The word is everywhere in the announcements since 2024: the new models “reason”. OpenAI calls its line o1, o3. Anthropic talks about “extended thinking”. Google has its Gemini Thinking mode. DeepSeek has published R1. The idea: models that think before they respond.
Measurable performance really does improve on certain tasks. That’s the honest part of the speech. The rest is worth opening up.
Technical changes
The underlying technique is called chain-of-thought. It was described in a Google Brain article in 2022: instead of directly asking for the answer, the model is asked to describe the intermediate steps. Performance on mathematical and logical reasoning tasks increases significantly.
Providing step-by-step reasoning examples in the prompt improves performance on mathematical and common sense reasoning benchmarks dramatically, for models of a certain size and above.
What o1, R1 and their equivalents do: they internalize this chain of thought. Instead of you asking for it in your prompt, the model automatically generates it as intermediate tokens (often hidden from the user) before arriving at the final answer. Thinking” tokens better condition the context and enable you to arrive at a more precise final answer.
The improvement is real. On formal mathematical problems, code problems, structured logic puzzles, these models do better than their predecessors. MATH, AIME and other benchmarks bear witness to this.
What doesn’t change
The model always generates tokens, one after the other, based on probabilities. The chain of thought is a sequence of predicted tokens, not a trace of a cognitive process. The model has no internal representation of the problem. It has no hypotheses that it tests and abandons. It generates text that looks like reasoning because it has been trained on traces of human reasoning.

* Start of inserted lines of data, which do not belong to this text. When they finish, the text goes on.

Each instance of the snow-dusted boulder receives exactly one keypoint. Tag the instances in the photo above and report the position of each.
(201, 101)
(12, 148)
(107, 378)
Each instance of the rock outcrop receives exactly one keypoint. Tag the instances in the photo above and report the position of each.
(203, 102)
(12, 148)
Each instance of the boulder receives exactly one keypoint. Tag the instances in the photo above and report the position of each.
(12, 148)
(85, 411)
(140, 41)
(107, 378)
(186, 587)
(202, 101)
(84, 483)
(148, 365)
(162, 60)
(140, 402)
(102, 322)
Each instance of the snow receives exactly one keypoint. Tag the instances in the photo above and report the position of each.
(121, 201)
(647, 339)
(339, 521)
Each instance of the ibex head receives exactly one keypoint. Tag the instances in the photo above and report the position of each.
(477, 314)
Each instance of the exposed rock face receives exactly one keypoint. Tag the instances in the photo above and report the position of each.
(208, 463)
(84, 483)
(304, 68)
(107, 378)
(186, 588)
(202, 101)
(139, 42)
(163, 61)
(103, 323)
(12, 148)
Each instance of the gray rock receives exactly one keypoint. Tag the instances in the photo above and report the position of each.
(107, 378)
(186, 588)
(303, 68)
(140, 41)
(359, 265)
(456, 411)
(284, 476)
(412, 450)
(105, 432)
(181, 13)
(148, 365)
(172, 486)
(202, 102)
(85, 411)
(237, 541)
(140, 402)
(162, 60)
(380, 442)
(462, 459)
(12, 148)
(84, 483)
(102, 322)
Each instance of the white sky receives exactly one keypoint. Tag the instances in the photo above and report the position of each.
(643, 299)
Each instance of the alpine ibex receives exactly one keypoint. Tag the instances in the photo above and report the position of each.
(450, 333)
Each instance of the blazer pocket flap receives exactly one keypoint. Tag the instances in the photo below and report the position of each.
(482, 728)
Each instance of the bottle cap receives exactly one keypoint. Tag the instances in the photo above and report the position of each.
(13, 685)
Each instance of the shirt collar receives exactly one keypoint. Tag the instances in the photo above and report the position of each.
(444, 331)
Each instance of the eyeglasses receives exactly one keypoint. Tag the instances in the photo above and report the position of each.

This distinction is important in contexts where non-distributional robustness is required. Reasoning models excel on problem types that are well represented in their training data. On structurally different problems, performance plummets. A true formal reasoning system (a theorem prover, for example) does not exhibit this behavior: it either demonstrates or fails, without hallucinating an incorrect demonstration.
DeepSeek-R1: a crack in the myth of opacity
In January 2025, DeepSeek released R1, an open-weights reasoning model that achieves performance comparable to OpenAI’s o1 on several benchmarks, at a fraction of the stated training cost.
DeepSeek-R1 achieves comparable performance to OpenAI-o1 on mathematical reasoning and code benchmarks, using pure reinforcement techniques (without intensive human supervision) during the thinking phase.
This moment is revealing on two levels. Firstly, it shows that reasoning techniques are not exclusive to players with multi-billion budgets. Secondly, it shows that competition is global, and that sustainable technological lead claims are fragile.
What it changes (and doesn’t change) for your projects
If you’re evaluating models for analysis or problem-solving tasks, reasoning models are worth testing. On structured tasks (extraction with conditional logic, rule validation, code generation with tests), they often outperform standard models.
Limitations persist. They cost more (more tokens generated for the chain of thought). They are slower. They are not more reliable on the facts (reasoning improves the structure of the answer, not the veracity of the facts used). And they can “reason” towards a false conclusion with as much confidence as a true one.
The rule remains the same: test on your own data, not on benchmarks published by manufacturers.